Armed with the gravity metaphor we can now ask questions like, "How do we get an LLM to answer accurately?" A few ideas come immediately to mind.
- Only fill the space with texts (dots) that are true (i.e., retrain the model).
- Add in/identify some texts that we know are true and have them exert a greater pull (i.e., tune the model)
- Craft the start of your prompt such that it anchors and/or directs the dot's subsequent motion towards parts of space associated with trusted texts.
The idea of only using trusted texts in the original training runs into the limitation that you need a LOT of texts. That's because what LLMs are really "learning" is what sentences look like from a statistical standpoint. Of course, you can, and should, think carefully about how you source texts. See e.g., The Pile: An 800GB Dataset of Diverse Text for Language Modeling. And as with training/retraining, tuning a model can be computationally expensive. So the approach we used here was the option behind door number three.
The Tools Found Here
In case it wasn't clear, when you ask an LLM a question, all it is doing is suggesting the next set of words in a string of text. It seems like an answer, but it's just an exercise in adding new words (drifting towards the pull of known texts). Because LLMs care about the whole (or most) of the string, you can anchor them in particular places.
Consider: Instead of having an LLM add to the sentence "What is the best sports town in the US?" what if you provided the prompt "Boston is the home of Red Sox Nation, the best sports city in the US. What is the best sports town in the US?" As you might guess, if you seed the prompt with the "right" answer, you drastically up the chance of it answering correctly. So how do we seed the answer to a question? Presumably, we're asking the question because we don't know the answer.
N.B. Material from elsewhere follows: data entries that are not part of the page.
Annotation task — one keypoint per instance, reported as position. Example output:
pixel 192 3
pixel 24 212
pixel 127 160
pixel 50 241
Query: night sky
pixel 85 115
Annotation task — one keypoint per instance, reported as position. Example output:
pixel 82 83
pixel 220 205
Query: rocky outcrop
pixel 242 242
Well...
Ask a question of your library
What if you use the original query (e.g., "What is...?") to perform a traditional search then use the results of that search to seed the prompt to an LLM. You then ask it not to answer if the answer isn't in the seed, and you show citations to the texts returned by the original search. This is what we do with the Ask tool.
Suggest text supported by your library
There's no reason we have to limit this approach to questioning texts. We could just as easily create an anchor for more traditional text completion. E.g., "Complete the following paragraph using only information found in 'the seed.'" This is what we do with the Suggest tool.
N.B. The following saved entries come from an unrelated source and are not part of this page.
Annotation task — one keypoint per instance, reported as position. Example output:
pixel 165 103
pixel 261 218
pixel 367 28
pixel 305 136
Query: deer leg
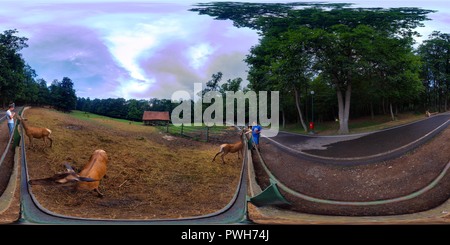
pixel 31 141
pixel 216 156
Find a proposition in your library
As for the Find tool, there we compare your proposition's embedding to that of sentences in your library, returning the most similar. It also has a nifty auto-complete feature that previews individual sentences from your library while you type.
Guess what word(s) should come next
Tools like ChatGPT obsucre the true nature of Large Language Models. At their core they aim to predict the next word (or words) in a string of text. The Guess tool grants access to a raw LLM absent the artiface.
The problem of BS, however, is not the only issue faced by such models. When they allow end-users to provide their own prompts, they are subject to prompt injection, the careful crafting of inputs to override a tool's original instructions. What could go wrong? Oh no . . . you're going to try this aren't you?
Anywho, we hope you find using the tool informative, and if you're an instructor, we look forward to hearing how you use it in your classes. Secretly, I'd love if folks could use this as a Trojan Horse to sneak in proper research methods (e.g., you can use these AI tools if you're the one who builds the research library). Also, thank you to Simon Willison for planting the seeded promt idea.